C. In addition, as in the plating apparatus shown in the figure, when only the endless cathode contact is taken out from the rear of the plating tank and circulated through the plating solution or an electrolytic stripping solution containing the plating solution as a component, the plating When moving between the tank and the contact/jig stripping tank, the amount of plating solution carried out can be extremely reduced.

That is, in the conventional rough king method, the processing liquid adheres to both the object to be plated and the rack and moves. As a result, the processing liquid is frequently pumped out and brought in between adjacent processing tanks, which is uneconomical, deteriorates the quality of plating, and lengthens the processing time.

In contrast, in the illustrated plating apparatus, only the cathode contact is moved from one plating tank to the next, and the conveyance means and jigs are circulated only within the plating tank. Therefore, the amount of plating solution taken out and brought in is extremely small. In addition, if the stripping solution in the contact stripping tank is a plating solution or an electrolytic stripping solution containing plating solution as a component, even if the plating solution is brought in by the cathode contact, the plating solution will not be removed. There is no deterioration because the liquid and electrolytic stripper are of the same quality. Therefore, there is no need to wash the cathode contact with water after electrolytic stripping, which is economical, improves the quality of plating, and shortens processing time.

[Brief explanation of the drawing]

The figures show an embodiment of the present invention; FIG. 1 is a longitudinal sectional front view of the main parts of the plating apparatus, and FIG. 2 is a partial perspective view showing the positional relationship between the shielding plate, the anode opening, and the anode. , Fig. 3 is a sectional view taken along line lll-l11 in Fig. 1, Fig. 4 is a schematic plan view showing the positional relationship with the shield plate when the object to be plated is moving, and Fig. 5 is a schematic plan view when the object to be plated is temporarily stopped. FIG. 3 is a schematic plan view showing the positional relationship with the anode opening at the time.
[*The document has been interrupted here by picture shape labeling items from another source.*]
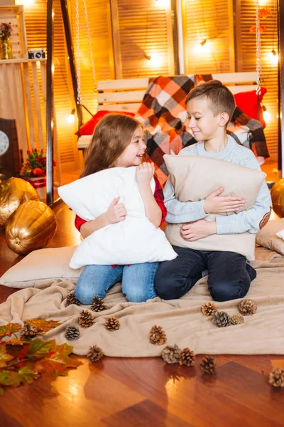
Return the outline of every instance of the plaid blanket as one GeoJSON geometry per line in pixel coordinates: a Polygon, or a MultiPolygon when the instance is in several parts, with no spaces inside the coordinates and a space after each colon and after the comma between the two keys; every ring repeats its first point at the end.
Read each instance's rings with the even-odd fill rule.
{"type": "MultiPolygon", "coordinates": [[[[154,162],[157,177],[162,185],[168,174],[163,156],[178,154],[182,148],[197,142],[187,126],[185,96],[201,80],[207,81],[211,78],[210,75],[196,75],[191,78],[178,75],[149,80],[136,117],[144,126],[148,159],[154,162]]],[[[269,157],[261,123],[239,108],[236,108],[233,120],[228,133],[239,144],[253,149],[256,156],[269,157]]]]}

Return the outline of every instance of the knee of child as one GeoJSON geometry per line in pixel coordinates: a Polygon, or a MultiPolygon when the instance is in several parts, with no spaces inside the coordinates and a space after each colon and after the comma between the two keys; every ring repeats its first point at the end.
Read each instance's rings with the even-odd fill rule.
{"type": "Polygon", "coordinates": [[[244,297],[249,289],[249,283],[244,280],[218,282],[212,285],[210,294],[213,300],[220,302],[244,297]]]}
{"type": "Polygon", "coordinates": [[[155,289],[157,295],[163,300],[176,300],[184,295],[180,283],[173,277],[159,277],[155,278],[155,289]],[[181,292],[180,292],[181,291],[181,292]]]}

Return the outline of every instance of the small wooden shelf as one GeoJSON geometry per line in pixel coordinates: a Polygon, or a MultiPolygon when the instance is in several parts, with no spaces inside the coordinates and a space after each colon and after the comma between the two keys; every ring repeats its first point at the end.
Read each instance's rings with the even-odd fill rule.
{"type": "Polygon", "coordinates": [[[1,64],[19,64],[21,63],[33,63],[33,62],[46,62],[46,58],[40,58],[38,59],[28,59],[28,58],[19,58],[18,59],[1,59],[1,64]]]}

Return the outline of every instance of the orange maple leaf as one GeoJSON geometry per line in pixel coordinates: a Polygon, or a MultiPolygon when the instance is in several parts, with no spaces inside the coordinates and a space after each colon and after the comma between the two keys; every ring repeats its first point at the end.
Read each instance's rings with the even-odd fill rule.
{"type": "Polygon", "coordinates": [[[8,323],[0,326],[0,337],[5,337],[5,335],[11,337],[12,334],[18,332],[21,327],[18,323],[8,323]]]}
{"type": "Polygon", "coordinates": [[[26,320],[26,323],[28,323],[36,327],[39,331],[46,332],[50,331],[53,327],[60,326],[61,323],[57,320],[45,320],[45,319],[31,319],[26,320]]]}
Drawing code (1) - Item to be plated (2) - Plating tank (4) - Mold conveying means (5) - Holding jig (6) - Conveying part (
7) - Cathode contact (8) - Feed path (9) - Opening 00) - Shielding plate QD - Anode

Claims (1)

[Scope of Claims] [1] A short object to be plated (1) is transferred to the upper transport portion (6) of the holding jig (5) provided on the transport means (4) in the plating tank (2), etc. The object to be plated (1
), a shielding plate (10) (10) having anode openings (9) (9) at regular intervals on both sides of the holding part (6), and a shielding plate (10) (10) having anode openings (9) (9) covered on the outside of each anode opening (9) (9). The object to be plated (1) is passed through a conveyance path (8) in which parallel anodes (11) (11) are provided on both sides, and the central part in the longitudinal direction of the object to be plated (1) is connected to a shielding plate. (10) (10) Anode opening (
9) A full surface plating method characterized by intermittent conveyance in which movement is stopped for a certain period of time when the position (9) is reached. [2] In the plating tank (2), an endless conveying means (4) that can move horizontally inside is provided, and the object to be plated (1) is held in a horizontally long vertical shape on the outer periphery of the conveying means (4). The holding jig (5) is provided in a continuous manner, the cathode contact (7) is endless, and the holding jig (5) is provided so as to be movable together in the conveying part (6) above the holding jig (5). 6) A shielding plate (10) (10) having anode openings (9) (9) on both sides at regular intervals in the direction of movement, and an object to be plated on the outside of each anode opening (9) (9). (1) Parallel anodes on both sides (11) (1
1), and when the longitudinal center of the object to be plated (1) is at the anode opening (9) (9) position of the shielding plate (10) (10), the conveying means (4) is moved. A full-surface plating device characterized by being capable of intermittent motion that stops for a certain period of time.